Un vin dont l’histoire remonte à l’antiquité

Les vins Cahors figurent parmi les plus anciens cépages du continent. La première vigne plantée en Quercy (ancienne province française correspondant au diocèse primitif de Cahors) serait le fruit d’une des nombreuses conquêtes romaines il y a de cela de 2000 ans. On dit que les vins produits de cette vigne, sur cette terre, furent tellement appréciés, qu’en l’an 92, ceux-ci faisant de l’ombre à la production italienne, l’empereur ordonna que l’on arrache la totalité du vignoble de Cahors. Fort heureusement pour nous, il ne fut pas entendu.

Une production rapidement portée vers l’export

Avec l’union d’Aliénor d’Aquitaine avec Henri Plantagenêt, le futur roi d’Angleterre, fut l’occasion de faire connaitre la diversité de cette AOC Cahors aux Anglais, auprès qui, ceux-ci connurent assez rapidement un immense succès.

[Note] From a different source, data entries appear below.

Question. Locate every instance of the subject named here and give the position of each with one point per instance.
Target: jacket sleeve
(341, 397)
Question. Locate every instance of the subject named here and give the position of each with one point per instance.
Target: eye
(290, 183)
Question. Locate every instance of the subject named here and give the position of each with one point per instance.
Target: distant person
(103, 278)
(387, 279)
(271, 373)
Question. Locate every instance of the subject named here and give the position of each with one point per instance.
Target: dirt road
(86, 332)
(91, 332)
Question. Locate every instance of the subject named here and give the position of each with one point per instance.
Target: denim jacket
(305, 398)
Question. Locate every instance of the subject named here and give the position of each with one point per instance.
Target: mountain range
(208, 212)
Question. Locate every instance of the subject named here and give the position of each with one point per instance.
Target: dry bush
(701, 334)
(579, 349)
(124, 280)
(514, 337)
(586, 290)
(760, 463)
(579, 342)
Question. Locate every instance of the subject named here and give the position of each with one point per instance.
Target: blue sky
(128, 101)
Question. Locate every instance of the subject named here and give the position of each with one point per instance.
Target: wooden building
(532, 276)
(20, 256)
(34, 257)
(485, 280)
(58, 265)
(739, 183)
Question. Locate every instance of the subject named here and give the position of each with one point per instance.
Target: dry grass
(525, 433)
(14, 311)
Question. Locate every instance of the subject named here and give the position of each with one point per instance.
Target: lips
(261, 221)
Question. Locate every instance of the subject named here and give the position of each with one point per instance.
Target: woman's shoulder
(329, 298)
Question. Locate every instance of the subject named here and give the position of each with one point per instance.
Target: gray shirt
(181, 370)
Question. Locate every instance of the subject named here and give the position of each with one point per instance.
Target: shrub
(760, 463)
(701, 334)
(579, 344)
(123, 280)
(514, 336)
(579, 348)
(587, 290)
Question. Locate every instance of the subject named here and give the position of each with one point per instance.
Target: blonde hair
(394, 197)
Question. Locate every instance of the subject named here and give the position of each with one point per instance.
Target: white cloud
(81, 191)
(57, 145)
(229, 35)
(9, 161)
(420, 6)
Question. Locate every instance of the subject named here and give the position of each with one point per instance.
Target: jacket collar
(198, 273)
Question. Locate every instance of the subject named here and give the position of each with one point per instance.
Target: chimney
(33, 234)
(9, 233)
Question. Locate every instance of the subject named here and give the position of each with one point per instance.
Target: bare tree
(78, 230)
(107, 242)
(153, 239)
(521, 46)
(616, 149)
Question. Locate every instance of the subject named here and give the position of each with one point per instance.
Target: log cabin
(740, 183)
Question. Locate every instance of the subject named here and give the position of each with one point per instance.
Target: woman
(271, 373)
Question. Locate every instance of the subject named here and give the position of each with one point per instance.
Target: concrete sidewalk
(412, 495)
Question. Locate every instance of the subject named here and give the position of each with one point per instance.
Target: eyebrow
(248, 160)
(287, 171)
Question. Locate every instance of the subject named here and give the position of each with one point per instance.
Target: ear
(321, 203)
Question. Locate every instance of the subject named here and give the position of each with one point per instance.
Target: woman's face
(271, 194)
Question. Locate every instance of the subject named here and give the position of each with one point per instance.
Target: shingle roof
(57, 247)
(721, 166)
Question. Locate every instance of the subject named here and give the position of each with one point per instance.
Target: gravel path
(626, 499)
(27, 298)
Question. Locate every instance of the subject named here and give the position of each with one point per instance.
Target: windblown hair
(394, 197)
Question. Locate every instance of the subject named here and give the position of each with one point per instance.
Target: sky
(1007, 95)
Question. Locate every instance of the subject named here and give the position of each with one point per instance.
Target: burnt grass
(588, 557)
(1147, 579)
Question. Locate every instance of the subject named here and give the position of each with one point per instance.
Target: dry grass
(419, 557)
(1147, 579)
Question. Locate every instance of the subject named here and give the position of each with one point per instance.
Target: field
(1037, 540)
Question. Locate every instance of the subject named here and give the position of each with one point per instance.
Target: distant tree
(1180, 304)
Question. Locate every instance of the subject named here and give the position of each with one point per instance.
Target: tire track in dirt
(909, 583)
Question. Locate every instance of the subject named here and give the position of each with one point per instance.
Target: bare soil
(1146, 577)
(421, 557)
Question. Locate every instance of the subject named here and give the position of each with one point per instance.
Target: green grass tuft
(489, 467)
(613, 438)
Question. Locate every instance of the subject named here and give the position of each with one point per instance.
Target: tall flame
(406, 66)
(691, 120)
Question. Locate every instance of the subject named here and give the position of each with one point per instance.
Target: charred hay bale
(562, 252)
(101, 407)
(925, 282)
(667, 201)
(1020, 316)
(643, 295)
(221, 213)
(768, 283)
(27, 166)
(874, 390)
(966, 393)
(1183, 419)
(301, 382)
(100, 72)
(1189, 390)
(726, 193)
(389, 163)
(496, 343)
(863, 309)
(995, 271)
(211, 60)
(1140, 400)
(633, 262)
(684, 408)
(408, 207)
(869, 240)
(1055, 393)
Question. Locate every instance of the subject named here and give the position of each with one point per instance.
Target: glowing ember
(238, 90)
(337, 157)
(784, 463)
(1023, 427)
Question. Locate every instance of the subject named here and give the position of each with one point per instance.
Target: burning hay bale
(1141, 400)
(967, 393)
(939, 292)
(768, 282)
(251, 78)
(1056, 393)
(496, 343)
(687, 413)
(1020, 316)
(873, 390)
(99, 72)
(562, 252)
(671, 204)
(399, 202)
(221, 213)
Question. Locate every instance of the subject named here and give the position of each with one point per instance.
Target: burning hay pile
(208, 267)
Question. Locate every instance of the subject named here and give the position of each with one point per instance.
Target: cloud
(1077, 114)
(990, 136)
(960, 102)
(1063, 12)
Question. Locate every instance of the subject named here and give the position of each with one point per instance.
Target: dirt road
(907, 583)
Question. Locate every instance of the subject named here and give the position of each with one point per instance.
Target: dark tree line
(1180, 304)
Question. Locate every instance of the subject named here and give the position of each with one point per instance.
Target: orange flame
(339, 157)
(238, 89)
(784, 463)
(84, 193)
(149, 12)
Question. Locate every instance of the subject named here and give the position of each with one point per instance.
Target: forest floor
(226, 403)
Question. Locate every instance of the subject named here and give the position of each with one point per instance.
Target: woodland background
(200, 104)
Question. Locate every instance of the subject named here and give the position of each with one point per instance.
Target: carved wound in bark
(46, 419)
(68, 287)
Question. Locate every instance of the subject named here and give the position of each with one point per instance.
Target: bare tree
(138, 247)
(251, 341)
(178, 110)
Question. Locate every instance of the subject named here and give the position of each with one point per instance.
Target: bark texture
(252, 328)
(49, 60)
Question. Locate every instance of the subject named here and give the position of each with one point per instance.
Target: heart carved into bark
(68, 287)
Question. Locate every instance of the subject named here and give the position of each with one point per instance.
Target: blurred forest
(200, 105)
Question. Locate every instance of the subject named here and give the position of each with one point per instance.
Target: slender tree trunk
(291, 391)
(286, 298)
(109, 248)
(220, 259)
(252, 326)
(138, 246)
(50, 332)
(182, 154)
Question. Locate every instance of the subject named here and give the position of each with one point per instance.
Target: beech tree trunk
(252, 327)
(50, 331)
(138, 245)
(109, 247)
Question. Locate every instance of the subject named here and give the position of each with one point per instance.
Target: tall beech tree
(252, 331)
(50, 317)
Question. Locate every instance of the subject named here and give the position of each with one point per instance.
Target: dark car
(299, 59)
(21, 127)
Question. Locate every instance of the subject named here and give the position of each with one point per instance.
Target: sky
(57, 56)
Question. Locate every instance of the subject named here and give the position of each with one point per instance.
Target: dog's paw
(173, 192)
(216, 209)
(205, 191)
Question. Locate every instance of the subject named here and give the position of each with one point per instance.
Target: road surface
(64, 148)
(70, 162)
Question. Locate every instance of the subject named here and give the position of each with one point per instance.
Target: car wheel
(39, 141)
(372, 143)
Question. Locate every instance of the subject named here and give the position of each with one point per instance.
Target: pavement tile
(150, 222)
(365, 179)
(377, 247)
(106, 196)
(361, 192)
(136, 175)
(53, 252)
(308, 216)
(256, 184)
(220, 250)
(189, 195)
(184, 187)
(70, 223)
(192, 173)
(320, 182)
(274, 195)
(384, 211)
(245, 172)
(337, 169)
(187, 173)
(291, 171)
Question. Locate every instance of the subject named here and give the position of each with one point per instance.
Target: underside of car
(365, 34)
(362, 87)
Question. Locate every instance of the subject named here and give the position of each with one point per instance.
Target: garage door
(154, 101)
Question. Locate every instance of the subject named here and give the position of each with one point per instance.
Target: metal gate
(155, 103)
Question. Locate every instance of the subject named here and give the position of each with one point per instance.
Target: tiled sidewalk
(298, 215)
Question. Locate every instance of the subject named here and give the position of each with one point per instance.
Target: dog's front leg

À l’époque également très apprécié des pèlerins de Saint-Jacques-de-Compostelle, le vin de Cahors jouit alors également très vite d’une certaine popularité à travers toute l’Europe.

Le vin Cahors déjà identifié comme un rival du Bordelais

Les siècles suivants, malgré l’apparition d’un mandat favorisant la production bordelaise via la surtaxe des différents vins dont ceux issus de cépage Cahors, ces derniers acquirent une renommée internationale en se faisant adopter en Amérique, en Allemagne, en Hollande ou encore en Russie.
Il faudra néanmoins attendre le XVIIIème siècle et l’abolition des privilèges bordelais décrétée par Louis XVI pour que les vins de Cahors puissent de nouveau prospérer librement dans le royaume et acquérir enfin véritablement une certaine notoriété au national.

Un nouveau souffle au cours du XXème siècle

Après avoir connu un premier âge d’or au milieu du XIXème siècle (58 000 ha de vignes en 1866), le phylloxera, un puceron microscopique ravagea la totalité du vignoble comme ceux de la plupart des autres régions viticoles françaises.

Après plusieurs essais infructueux effectués à partir de cépage hybrides, plusieurs vignerons locaux décident en 1947 de fonder la caver coopérative de Parnac et de refaire véritablement vivre les vins Cahors originels. Grâce à des plants retrouvés chez un propriétaire récoltant de Bordeaux, le vin de Cahors fut recréé avant d’obtenir l’appellation V.D.Q.S (Vin Délimité de Qualité Supérieure) en 1951.
Si le grand gel de 1956 dévasta à son tour une grande partie du vignoble, les efforts des vignerons locaux permirent de remettre rapidement la production en marche.
1964 marquera ensuite la naissance de la Confrérie des Vins de Cahors, tandis qu’en 1971, Cahors, dont le domaine s’étendait seulement sur 440 ha, obtint enfin l’appellation d’origine contrôlée.

Au jour d’aujourd’hui, c’est sur pas moins de 4 500 ha que s’étale désormais le vignoble A.O.C Cahors.